The men in this novel are puny, ‘absent’ characters who convey a sense of not being ‘all there.’ They seem like the nondescript backdrop on which the women’s more colourful drama unfold: the ineffectual Sheriff, the emotionally-vacuous Stepfather (and determinedly-blind and distant Father to Amma), the opportunistic and judgmental big shot detective from Kansas City, Richard Willis. The only male with any measure of redemption, whatsoever, in the entire novel is Camille’s Editor in Chief, Frank Curry who truly ‘sees’ Camille. But he is sick and dying – may be Gillian Flynn’s larger view about men in general.
As I was thinking about the dynamics between Camille and her sister and mother – I can not help but think that power is at the essence of it: the wielding and withholding of power, whereby love and its concomitant expressions of affection are perceived as nothing but weapons in establishing one’s dominance. The quote above as noted by 13 year old Amma captures this perfectly. This weaponizing of emotion is seen in Camille’s self-mutilation and Amma’s thirst for violence.
While Amma is portrayed as somewhat older in the series, Eliza Scanlen delivered the role with so much uncanny grace with just the right dab of eerie, charming, and the underlying stench of sociopathy.
*** Spoiler Alert *** You may not want to read this section if you haven’t seen the TV series or read the book yet.

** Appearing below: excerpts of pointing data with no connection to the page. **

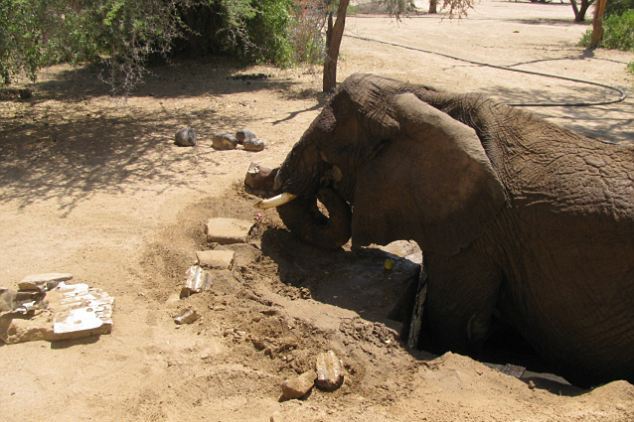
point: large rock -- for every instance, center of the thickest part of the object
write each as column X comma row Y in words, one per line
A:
column 185, row 137
column 224, row 141
column 298, row 387
column 228, row 230
column 217, row 259
column 259, row 179
column 329, row 371
column 46, row 281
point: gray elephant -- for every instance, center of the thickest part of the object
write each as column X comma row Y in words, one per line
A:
column 515, row 216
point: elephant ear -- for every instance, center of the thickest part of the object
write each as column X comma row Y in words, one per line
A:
column 432, row 183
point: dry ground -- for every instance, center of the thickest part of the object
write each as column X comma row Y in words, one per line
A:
column 94, row 186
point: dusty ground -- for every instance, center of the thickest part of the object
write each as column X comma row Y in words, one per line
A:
column 94, row 186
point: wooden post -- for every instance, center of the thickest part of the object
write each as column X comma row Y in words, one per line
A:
column 597, row 23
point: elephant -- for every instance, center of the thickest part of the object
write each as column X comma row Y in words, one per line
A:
column 517, row 217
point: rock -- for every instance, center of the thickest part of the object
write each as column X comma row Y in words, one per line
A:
column 224, row 141
column 329, row 371
column 244, row 134
column 228, row 230
column 186, row 317
column 197, row 281
column 46, row 281
column 72, row 311
column 7, row 300
column 260, row 179
column 253, row 145
column 299, row 386
column 185, row 137
column 217, row 259
column 245, row 254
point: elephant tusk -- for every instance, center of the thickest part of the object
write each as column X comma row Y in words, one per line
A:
column 276, row 201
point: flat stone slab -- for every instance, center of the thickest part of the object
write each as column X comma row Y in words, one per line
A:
column 45, row 281
column 228, row 230
column 329, row 371
column 217, row 259
column 299, row 386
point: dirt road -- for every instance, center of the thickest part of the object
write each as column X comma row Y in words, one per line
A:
column 94, row 186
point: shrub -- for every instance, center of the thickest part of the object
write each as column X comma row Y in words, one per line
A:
column 618, row 32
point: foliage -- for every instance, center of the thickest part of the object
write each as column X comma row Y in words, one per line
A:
column 618, row 32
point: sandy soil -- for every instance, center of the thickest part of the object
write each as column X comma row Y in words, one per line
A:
column 94, row 186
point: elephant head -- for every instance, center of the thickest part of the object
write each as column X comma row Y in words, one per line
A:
column 407, row 170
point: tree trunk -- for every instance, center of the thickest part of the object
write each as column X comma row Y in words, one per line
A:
column 597, row 23
column 334, row 34
column 580, row 10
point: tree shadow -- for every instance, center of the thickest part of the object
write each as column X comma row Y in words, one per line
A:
column 213, row 76
column 612, row 123
column 359, row 282
column 72, row 160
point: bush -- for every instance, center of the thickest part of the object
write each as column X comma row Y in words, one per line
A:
column 618, row 32
column 618, row 7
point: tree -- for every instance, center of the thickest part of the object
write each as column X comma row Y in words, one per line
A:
column 334, row 31
column 580, row 9
column 597, row 24
column 334, row 34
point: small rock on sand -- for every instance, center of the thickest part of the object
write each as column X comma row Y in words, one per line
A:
column 329, row 371
column 260, row 179
column 185, row 137
column 228, row 230
column 217, row 259
column 46, row 281
column 244, row 134
column 299, row 386
column 224, row 141
column 186, row 317
column 253, row 145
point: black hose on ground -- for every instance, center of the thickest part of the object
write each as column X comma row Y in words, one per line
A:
column 617, row 90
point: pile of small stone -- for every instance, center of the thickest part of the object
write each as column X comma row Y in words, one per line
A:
column 222, row 141
column 327, row 376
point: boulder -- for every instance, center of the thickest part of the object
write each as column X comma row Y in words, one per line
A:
column 224, row 141
column 329, row 371
column 299, row 386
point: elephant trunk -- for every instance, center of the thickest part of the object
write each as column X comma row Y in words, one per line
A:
column 304, row 219
column 299, row 183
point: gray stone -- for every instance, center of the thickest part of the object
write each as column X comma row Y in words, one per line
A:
column 46, row 281
column 228, row 230
column 253, row 145
column 224, row 141
column 186, row 317
column 329, row 371
column 299, row 386
column 217, row 259
column 244, row 134
column 260, row 179
column 245, row 254
column 185, row 137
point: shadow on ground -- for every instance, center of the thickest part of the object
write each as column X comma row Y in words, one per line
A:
column 359, row 282
column 612, row 123
column 70, row 149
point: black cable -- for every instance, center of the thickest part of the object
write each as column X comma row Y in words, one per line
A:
column 619, row 91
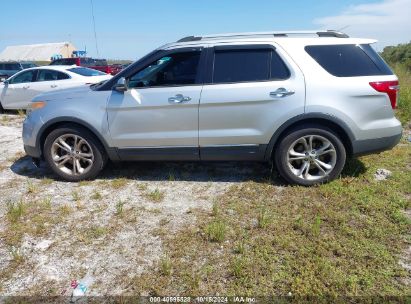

It was only somewhere in the end that Munchausen by Proxy syndrome was mentioned, providing the A-Ha moment that served to illuminate Adora’s strangeness and Amma’s seeming-illnesses, and the death of another sister who has succumbed to Adora’s toxic mothering.
While thoroughly disturbing, Flynn managed to portray the fragrances and fumes of womanity in a way that is raw, unflinching, and apologetic – like tiny cuts in one’s face, and marveling at its peculiar beauty. I find this to be more finely delivered than Gone Girl, the horror eating away at one’s insides, in seeming glee, delivered with a graceful and sophisticated flick of the wrist.
#WomenReadWomen2019: Both authors are from the United States of America.